Appyx vs Jetpack Compose Navigation

Article Summary

Andrey Kovalev from Bumble's engineering team challenges a fundamental assumption: what if Jetpack Compose Navigation's string-based routes and hardcoded BackStack are holding your Android app back?

Bumble released Appyx, an alternative navigation framework for Jetpack Compose that takes a radically different approach. Instead of string-based routes and a single navigation pattern, it offers type-safe navigation targets, testable business logic, and pluggable navigation models beyond the traditional back stack.

Key Takeaways

Critical Insight

Appyx separates navigation from UI, provides compile-time safety, and enables custom navigation patterns that Jetpack Compose Navigation's BackStack-only approach cannot support.

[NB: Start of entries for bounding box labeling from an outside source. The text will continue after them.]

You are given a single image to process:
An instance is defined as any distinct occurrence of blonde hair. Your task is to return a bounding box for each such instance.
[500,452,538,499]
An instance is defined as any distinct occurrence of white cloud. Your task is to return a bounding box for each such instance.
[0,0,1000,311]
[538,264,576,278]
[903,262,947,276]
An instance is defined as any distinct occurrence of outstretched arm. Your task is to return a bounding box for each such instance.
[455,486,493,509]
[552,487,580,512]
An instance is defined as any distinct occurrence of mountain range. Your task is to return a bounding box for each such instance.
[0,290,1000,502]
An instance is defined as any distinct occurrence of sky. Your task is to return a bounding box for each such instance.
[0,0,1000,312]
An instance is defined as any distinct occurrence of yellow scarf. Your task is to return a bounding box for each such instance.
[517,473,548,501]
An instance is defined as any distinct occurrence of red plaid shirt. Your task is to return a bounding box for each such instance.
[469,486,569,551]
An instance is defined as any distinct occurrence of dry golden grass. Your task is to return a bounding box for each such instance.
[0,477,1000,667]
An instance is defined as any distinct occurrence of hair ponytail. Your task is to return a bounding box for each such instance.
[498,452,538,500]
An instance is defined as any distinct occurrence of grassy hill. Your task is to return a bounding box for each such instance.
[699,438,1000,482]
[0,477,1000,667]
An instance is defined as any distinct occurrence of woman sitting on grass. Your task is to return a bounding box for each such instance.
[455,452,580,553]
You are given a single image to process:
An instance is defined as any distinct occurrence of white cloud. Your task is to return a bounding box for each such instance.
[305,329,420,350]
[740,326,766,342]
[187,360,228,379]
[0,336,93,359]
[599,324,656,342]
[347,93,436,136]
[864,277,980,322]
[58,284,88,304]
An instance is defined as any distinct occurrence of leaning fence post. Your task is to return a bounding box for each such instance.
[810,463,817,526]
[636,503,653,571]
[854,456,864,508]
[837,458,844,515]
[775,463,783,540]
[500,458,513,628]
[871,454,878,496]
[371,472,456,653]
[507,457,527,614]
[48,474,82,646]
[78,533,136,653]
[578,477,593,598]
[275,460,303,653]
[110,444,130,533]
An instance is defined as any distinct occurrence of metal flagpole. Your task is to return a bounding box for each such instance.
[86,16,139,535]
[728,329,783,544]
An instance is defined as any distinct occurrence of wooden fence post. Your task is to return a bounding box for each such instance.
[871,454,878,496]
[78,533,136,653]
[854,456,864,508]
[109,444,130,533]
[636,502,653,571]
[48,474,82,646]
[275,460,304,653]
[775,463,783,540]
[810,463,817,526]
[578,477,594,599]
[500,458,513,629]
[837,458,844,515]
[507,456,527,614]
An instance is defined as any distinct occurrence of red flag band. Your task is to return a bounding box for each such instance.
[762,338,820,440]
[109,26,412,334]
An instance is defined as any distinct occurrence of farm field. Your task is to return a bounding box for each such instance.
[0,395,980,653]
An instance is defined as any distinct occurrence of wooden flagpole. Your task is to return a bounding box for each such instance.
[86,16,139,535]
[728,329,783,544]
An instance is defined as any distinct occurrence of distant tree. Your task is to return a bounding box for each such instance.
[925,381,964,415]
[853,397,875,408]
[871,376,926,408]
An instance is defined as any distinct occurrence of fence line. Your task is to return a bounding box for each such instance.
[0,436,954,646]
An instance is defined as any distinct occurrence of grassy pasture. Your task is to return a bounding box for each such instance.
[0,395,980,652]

The article includes a step-by-step comparison showing how to build a dating cards swipe interface that would be impossible with standard Jetpack Navigation.

About This Article

Problem

Jetpack Compose Navigation's accompanist-navigation library only supports four animation types: enterTransition, exitTransition, popEnterTransition, and popExitTransition. This means developers can't animate custom properties like colour or rotation.

Solution

Appyx's TransitionHandler abstraction returns a Modifier that's applied to child Node composables. This lets you animate any property that Modifier supports, including colour and rotation, with just a single-line implementation in a separate class.

Impact

Developers can now animate properties beyond the four fixed transitions that Jetpack Compose Navigation offers. Complex animations like colour and rotation transitions are possible without needing workarounds.